New issue
Advanced search Search tips

Issue 908636 link

Starred by 1 user

Issue metadata

Status: Fixed
Owner:
Closed: Dec 18
Cc:
Components:
EstimatedDays: ----
NextAction: ----
OS: ----
Pri: 1
Type: Bug



Sign in to add a comment

Gerrit polling frequently fails for tricium-prod

Project Member Reported by qyearsley@google.com, Nov 26

Issue description

Tricium's method for polling Gerrit involves a cron job that polls once per minute and iterates through all changes returned. This has worked fine for small repos, and has even worked fine for Chromium some of the time.
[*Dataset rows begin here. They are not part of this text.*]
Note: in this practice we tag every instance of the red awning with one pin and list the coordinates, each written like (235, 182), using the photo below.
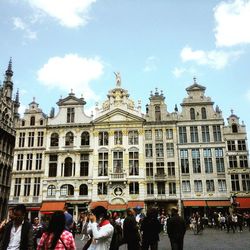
(52, 206)
(218, 203)
(134, 204)
(243, 202)
(194, 203)
(117, 207)
(95, 204)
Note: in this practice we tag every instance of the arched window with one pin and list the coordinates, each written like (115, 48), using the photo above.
(83, 190)
(54, 140)
(85, 139)
(203, 113)
(68, 167)
(51, 191)
(69, 139)
(192, 114)
(32, 120)
(67, 190)
(234, 128)
(157, 113)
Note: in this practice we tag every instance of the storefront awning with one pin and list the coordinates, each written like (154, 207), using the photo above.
(117, 207)
(95, 204)
(194, 203)
(52, 206)
(135, 204)
(218, 203)
(243, 202)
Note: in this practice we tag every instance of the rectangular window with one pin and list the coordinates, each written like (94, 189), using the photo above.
(17, 187)
(210, 185)
(217, 133)
(245, 182)
(196, 160)
(150, 188)
(149, 150)
(118, 162)
(19, 165)
(53, 165)
(103, 164)
(171, 169)
(172, 188)
(70, 115)
(148, 135)
(133, 137)
(149, 169)
(159, 150)
(29, 161)
(161, 188)
(118, 137)
(21, 140)
(235, 182)
(243, 161)
(182, 135)
(31, 139)
(222, 186)
(158, 134)
(133, 163)
(84, 165)
(198, 186)
(231, 145)
(194, 134)
(241, 145)
(40, 139)
(169, 134)
(205, 133)
(37, 182)
(233, 161)
(219, 160)
(170, 149)
(184, 161)
(186, 186)
(27, 183)
(39, 161)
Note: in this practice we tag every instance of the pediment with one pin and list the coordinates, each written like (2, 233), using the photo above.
(118, 115)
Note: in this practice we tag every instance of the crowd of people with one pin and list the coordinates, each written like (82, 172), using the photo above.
(101, 230)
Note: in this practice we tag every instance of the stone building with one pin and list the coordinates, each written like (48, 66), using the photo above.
(8, 118)
(123, 158)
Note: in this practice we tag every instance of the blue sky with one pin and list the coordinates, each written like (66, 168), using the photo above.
(59, 45)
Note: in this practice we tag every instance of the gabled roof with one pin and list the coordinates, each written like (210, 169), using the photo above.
(71, 100)
(118, 115)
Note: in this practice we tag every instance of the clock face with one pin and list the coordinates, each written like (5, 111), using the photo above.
(118, 191)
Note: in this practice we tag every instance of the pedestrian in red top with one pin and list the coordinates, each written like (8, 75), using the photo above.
(56, 236)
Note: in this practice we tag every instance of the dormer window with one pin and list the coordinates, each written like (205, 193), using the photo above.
(157, 113)
(234, 128)
(192, 114)
(70, 115)
(203, 113)
(32, 121)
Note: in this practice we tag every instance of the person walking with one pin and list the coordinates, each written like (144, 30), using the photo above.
(57, 237)
(176, 228)
(150, 228)
(131, 231)
(18, 233)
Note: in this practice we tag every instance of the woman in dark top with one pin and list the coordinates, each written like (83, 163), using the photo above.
(150, 227)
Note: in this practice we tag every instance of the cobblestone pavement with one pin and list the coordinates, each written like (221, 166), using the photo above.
(210, 239)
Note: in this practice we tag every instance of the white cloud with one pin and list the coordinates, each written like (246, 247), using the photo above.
(232, 23)
(151, 64)
(69, 13)
(72, 72)
(21, 25)
(214, 58)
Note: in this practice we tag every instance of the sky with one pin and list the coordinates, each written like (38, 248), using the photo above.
(59, 45)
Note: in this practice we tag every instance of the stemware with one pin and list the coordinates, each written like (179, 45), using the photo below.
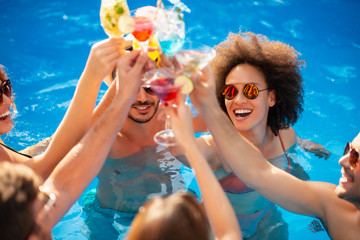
(164, 86)
(143, 30)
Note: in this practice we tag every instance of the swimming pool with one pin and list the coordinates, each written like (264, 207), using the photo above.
(45, 44)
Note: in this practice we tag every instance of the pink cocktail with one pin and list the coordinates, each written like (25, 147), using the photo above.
(163, 85)
(144, 28)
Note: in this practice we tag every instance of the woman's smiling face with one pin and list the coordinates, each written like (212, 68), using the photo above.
(246, 114)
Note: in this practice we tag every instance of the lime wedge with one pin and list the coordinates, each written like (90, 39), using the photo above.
(186, 82)
(126, 24)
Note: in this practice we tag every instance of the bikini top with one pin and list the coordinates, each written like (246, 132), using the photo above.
(23, 154)
(232, 184)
But upon inspecting the logs, it looks like it usually doesn't work fine for Chromium; we get the logged error:

  failed to poll :: {"error":"failed to query for change: urlfetch: truncated body"}

That is, failed to query Gerrit for changes in the last minute.

We also frequently see:

  Exceeded soft memory limit of 128 MB with ... MB after servicing 1 requests total. Consider setting a larger instance class in app.yaml.

Basically, polling once per minute and processing all changes for all projects in one request doesn't scale very well.

To mitigate this, we can first just add a limit to how many changes might be processed in one poll, as suggested by Emma at https://chromium.googlesource.com/infra/infra/+/78bd9ceaf1b70e055cecae447beafb6e7fef17af/go/src/infra/tricium/appengine/gerrit/poll.go#131.

To help with scaling, we could:

1. Make a request for each project or repo, using task queue.
2. Somehow dynamically change the polling rate depending on how active the project is? We probably want to poll chromium/src more than once per minute, but for most projects once per minute is more than sufficient.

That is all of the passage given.